DeBakey and Simeone reported a total 43 iliac artery injuries out of 2471 patients for an incidence of 1.7%. The incidence of iliac injury was similar for both the Korean and Vietnam Wars. Hughes in 1958 reported an incidence of 2.3% for the Korean conflict and Rich in 1970 reported an incidence of 2.6% for the Vietnam War. Interestingly enough, a number of different institutions have reported their own experiences with iliac vessel injuries over the past several decades with surprisingly similar incidence, morbidity, and mortality rates ( Tables 1 and 2 ).

TABLE 1
Wartime Incidence of Iliac Vessel Injuries
Conflict Author(s) Year Total Vascular Injuries Iliac Vessel Injuries Incidence (%)
World War I Makins 1919 1191 (isolated arteries) 6 0.5
World War II DeBakey and Simeone 1946 2471 (isolated arteries) 44 1.7
Korea Hughes 1958 304 (isolated arteries) 7 2.3
Vietnam Rich 1970 1000 (isolated arteries) 26 2.6
Iraq Clouse 2007 408 (301 arteries and 107 veins) 14 3.4
Iraq-Afghanistan White 2011 1570 (arteries and veins) 61 3.8

TABLE 2
Civilian Incidence of Iliac Vessel Injuries
Iliac Injuries
Author(s) Year Total Injuries Artery Vein Total Incidence (%)
Mattox 1989 5760 232 289 521 9.0
Bongard 1990 478 10–15
Asensio * 2000 504 60 52 112 23.4
Davis * 2001 489 72 100 172 35.2
Tyburski * 2001 731 118 104 222 30.4
Paul * 2010 167 24 32 56 33.5
Clouse 2007 408 9 5 14 3.4
White 2011 1570 19 17 61 (25 combined injuries) 3.8

* Series reporting abdominal vascular injuries.

Series reporting cardiovascular injuries.

The incidence of iliac vessel injuries has increased in the civilian arena secondary to increases in violence seen in urban trauma centers. Overall, the incidence of iliac vessel injury has been reported at approximately 10% for penetrating injury and gunshot wounds.

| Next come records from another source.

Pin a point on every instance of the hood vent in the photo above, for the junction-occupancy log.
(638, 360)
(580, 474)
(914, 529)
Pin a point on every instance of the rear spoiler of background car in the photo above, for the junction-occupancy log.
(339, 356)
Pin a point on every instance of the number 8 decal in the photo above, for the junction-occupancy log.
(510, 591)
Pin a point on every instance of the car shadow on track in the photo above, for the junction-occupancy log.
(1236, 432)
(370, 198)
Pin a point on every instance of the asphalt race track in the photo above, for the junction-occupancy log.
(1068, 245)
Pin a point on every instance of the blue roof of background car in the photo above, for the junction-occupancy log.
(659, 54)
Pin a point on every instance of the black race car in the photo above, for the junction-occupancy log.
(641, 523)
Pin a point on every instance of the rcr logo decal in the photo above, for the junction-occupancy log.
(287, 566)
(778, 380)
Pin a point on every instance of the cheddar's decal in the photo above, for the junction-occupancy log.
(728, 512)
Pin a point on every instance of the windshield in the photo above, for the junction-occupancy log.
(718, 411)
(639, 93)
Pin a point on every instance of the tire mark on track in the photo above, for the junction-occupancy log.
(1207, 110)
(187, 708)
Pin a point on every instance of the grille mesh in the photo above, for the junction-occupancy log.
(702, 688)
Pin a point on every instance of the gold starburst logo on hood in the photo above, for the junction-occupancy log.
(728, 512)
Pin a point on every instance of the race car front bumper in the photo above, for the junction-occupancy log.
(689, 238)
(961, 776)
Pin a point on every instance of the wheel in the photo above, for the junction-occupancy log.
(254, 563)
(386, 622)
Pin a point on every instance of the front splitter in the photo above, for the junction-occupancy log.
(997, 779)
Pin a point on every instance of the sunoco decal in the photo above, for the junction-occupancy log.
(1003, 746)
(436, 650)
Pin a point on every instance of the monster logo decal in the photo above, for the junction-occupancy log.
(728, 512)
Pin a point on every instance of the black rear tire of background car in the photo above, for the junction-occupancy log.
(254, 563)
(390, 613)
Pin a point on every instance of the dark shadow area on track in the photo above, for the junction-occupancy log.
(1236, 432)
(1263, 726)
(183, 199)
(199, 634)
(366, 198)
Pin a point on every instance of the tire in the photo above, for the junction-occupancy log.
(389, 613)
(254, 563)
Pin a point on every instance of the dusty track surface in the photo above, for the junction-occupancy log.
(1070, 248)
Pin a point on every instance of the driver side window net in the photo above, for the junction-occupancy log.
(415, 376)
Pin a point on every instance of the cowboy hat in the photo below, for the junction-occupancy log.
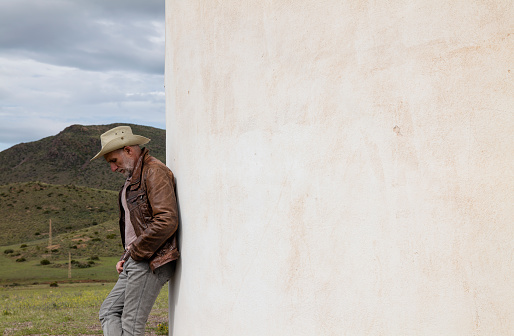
(117, 138)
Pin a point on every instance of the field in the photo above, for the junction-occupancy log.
(69, 309)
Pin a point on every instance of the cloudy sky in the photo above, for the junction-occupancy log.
(65, 62)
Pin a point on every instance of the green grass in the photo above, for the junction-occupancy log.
(69, 309)
(30, 272)
(27, 209)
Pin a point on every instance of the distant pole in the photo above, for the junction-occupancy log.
(50, 234)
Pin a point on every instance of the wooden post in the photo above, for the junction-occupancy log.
(50, 234)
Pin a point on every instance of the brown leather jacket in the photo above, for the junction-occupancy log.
(153, 212)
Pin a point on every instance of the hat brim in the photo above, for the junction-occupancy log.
(118, 143)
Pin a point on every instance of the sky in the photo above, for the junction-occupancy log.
(88, 62)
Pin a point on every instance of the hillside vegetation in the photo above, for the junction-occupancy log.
(53, 180)
(27, 209)
(64, 159)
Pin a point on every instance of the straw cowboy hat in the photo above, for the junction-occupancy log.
(117, 138)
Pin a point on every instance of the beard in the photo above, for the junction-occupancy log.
(128, 167)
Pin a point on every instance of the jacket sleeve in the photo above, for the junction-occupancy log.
(160, 191)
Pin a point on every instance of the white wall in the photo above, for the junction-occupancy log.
(343, 167)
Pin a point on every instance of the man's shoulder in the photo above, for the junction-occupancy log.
(152, 163)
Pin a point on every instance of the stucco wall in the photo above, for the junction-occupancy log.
(343, 167)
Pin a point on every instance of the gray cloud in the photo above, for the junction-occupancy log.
(91, 35)
(65, 62)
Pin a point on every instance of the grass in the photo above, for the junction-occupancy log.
(27, 209)
(69, 309)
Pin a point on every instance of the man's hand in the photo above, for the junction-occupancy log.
(119, 266)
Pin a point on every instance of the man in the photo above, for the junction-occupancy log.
(148, 226)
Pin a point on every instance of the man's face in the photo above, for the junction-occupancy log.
(121, 161)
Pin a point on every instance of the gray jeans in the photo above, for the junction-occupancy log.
(126, 308)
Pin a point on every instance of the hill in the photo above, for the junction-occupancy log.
(27, 209)
(64, 159)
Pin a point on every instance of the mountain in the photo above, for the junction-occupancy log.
(64, 159)
(28, 208)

Stab wounds and impalement account for 2% of iliac vessel injuries. The most infrequent injuries are those due to blunt trauma, accounting for 5% of injuries in Asensio’s series consisting of 185 iliac vessel injuries. The internal iliac vessels were most commonly injured from blunt trauma; the mechanism of injury results in stretching of the vessel over the bony pelvis resulting in intimal tears and thrombosis.

The incidence of iliac vessel injuries during major military conflicts has remained the same. DeBakey reported an incidence of 1.7% of iliac vessel injuries in World War II. Hughes reported an incidence of 2.3% for the Korean conflict, and Rich reported an incidence of iliac vessel injury of 2.6% for the Vietnam War.